Ruling On Possible New Sherman Trial Expected Soon Defense Claims Judge Rushed Jury To Verdict

October 28, 1990|By Alan J. Craver | Alan J. Craver,Staff writer

A Baltimore County Circuit Court judge is expected to decide soon whether convicted killer Timothy S. Sherman should get a new trial.

Judge Dana M. Levitz is reviewing petitions filed two weeks ago by Sherman's attorneys, Stuart J. Robinson and Michael Bromwich, that contend he did not get a fair trial because of "judicial misconduct."

Bromwich and Robinson contend that Harford Circuit Court Judge Cypert O.

Whitfill rushed the jury to deliver a verdict in Sherman's June 1988 trial because of concerns over a hung jury.

"The case focuses on allegations of judicial misconduct and could lead to overturning the judgment in the most highly publicized case over which Judge Whitfill has presided during his seven-year judicial career," Bromwich and Robinson say in their 51-page petition.

The attorneys also claim that Whitfill was not living in Harford County at the time of Sherman's June 1988 trial, making him ineligible to preside over the proceedings. In their court documents, the attorneys do not say where they believe Whitfill was living at the time.

"As a consequence, each of Judge Whitfill's actions in presiding over Timothy Sherman's trial was and is a nullity, and a new trial should be ordered," the attorneys argue.

In the state's response, Assistant State's Attorney Diana A. Brooks argues that the request for a new trial is based on testimony "unquestionably motivated toward fabrication and contrivance."

"All the eyes of Harford County were fixed on the Sherman trial, so for the judge to have chosen this trial to engage in unquestionably improper conduct would have been pure insanity, and insane Judge Whitfill is clearly not," Brooks wrote in the state's response.

She did not respond to the issue of Whitfill's residency during the Sherman trial. Bromwich and Robinson raised the residency issue in court papers filed Oct. 15, after Brooks' report was already filed.

Sherman, now 21, is serving two consecutive life sentences for the murders of his parents, Elizabeth and Stevenson.

They were shot to death with a shotgun Oct. 12, 1987, while sleeping in their home north of Bel Air.

Sherman was convicted of two counts each of murder, attempted murder and assault with intent to murder after a highly publicized two-week trial that ended June 7, 1988.

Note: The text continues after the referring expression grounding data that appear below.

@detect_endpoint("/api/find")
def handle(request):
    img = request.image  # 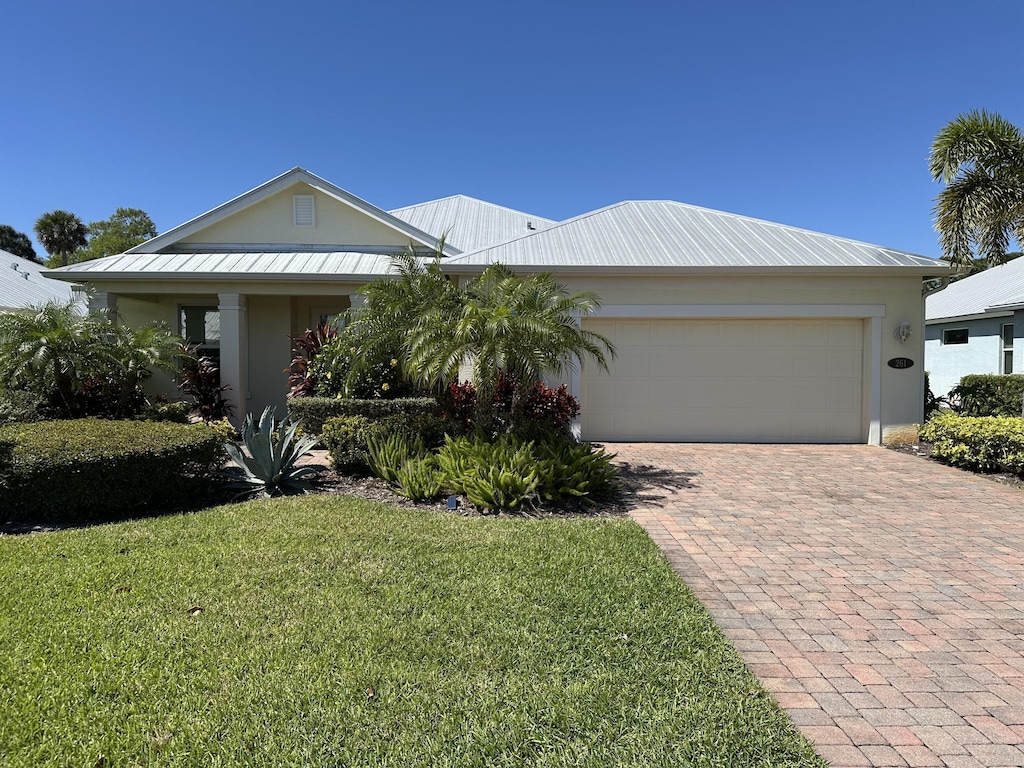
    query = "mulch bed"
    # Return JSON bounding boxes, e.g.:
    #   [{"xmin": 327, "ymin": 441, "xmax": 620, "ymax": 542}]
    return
[{"xmin": 885, "ymin": 440, "xmax": 1024, "ymax": 491}]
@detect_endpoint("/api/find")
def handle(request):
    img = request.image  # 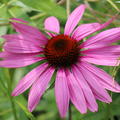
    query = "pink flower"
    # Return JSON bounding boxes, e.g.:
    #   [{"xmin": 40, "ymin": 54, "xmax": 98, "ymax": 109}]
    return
[{"xmin": 1, "ymin": 4, "xmax": 120, "ymax": 117}]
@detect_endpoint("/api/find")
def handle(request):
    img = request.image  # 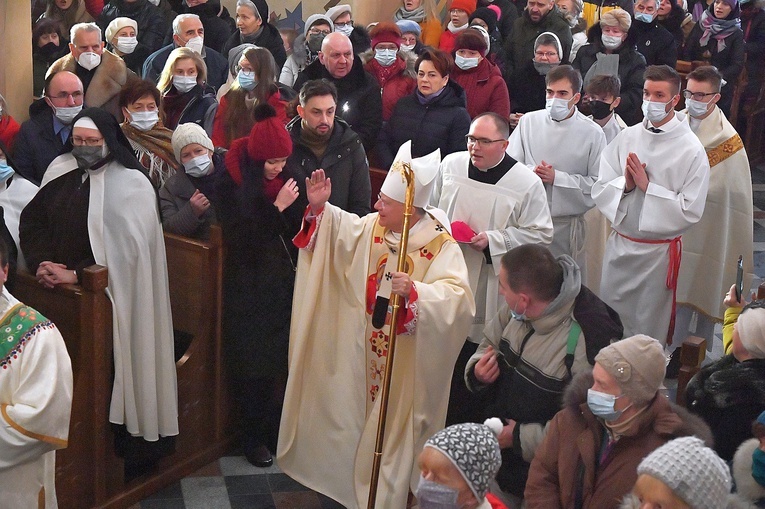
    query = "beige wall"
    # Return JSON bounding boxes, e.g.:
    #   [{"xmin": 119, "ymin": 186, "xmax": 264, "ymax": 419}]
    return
[
  {"xmin": 0, "ymin": 2, "xmax": 33, "ymax": 122},
  {"xmin": 221, "ymin": 0, "xmax": 397, "ymax": 27}
]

The petitions were filed last May after another request for a new trial was denied in September 1988 and his conviction was confirmed by the state Court of Special Appeals in May 1989. They were filed under the state Post Conviction Relief Act by Bromwich of Washington, and Robinson of Bel Air.

Robinson is Sherman's uncle.

The petitions were filed in Baltimore County after Harford's four circuit judges removed themselves from the case. A hearing in the case was held before Levitz on Oct. 3.

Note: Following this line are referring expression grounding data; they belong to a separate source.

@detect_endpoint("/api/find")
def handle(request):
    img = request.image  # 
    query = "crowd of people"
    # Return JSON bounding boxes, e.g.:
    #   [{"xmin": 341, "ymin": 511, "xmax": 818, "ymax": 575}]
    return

Bromwich and Robinson filed briefs two weeks ago outlining their case, which is based on statements made by four jurors. The attorneys allege that Whitfill went to the jury room after deliberations started and told the jurors that he did not want a hung jury.

Whitfill expressed concerns to the jury over the cost of long deliberations and a second trial, the petition says.

Bromwich and Robinson also argue that Whitfill answered a question asked by the jury on the difference between first- and second-degree murder without notifying attorneys in the case that the jury had asked the question.

Bromwich and Robinson note that three jurors -- Sadie Hose, Michaelene Derka and Patricia Dowdy -- gave slightly different stories, but all said Whitfill came to the jury room after deliberations started.

Whitfill testified at the Oct. 3 hearing, denying that he had gone to the jury room and talked about a hung jury. He admitted that he had talked to the jurors about scheduling deliberations and sequestration before the trial ended.

But Bromwich and Robinson question Whitfill's testimony.

"Other than (Sherman) . . . Judge Whitfill has the most at stake in this matter," Bromwich and Robinson wrote. "Thus, there is no other witness in this case with a more substantive interest in defeating the allegations in this case than Judge Whitfill."

But Brooks countered that the testimony of two jurors, Derka and Dowdy, was based on their desire to be freed of guilt they feel for sending Sherman to prison.

"Both stories are the product of fabrication and contrivance aimed at obtaining a new trial for (Sherman) so that these women can be let off the hook and relieved of their responsibilities of sending a young man to prison for the rest of his life," she wrote.

Brooks notes that Hose referred to deliberations in her statement as all the times during the trial that the jurors were not hearing testimony.

Hose's statement corresponds with Whitfill's testimony that he visited the jury before deliberations started, Brooks wrote.

A fourth juror, foreman David Brennan, was called as a witness by Sherman's attorneys, but his testimony supported Whitfill and contradicted the allegations, Brooks said.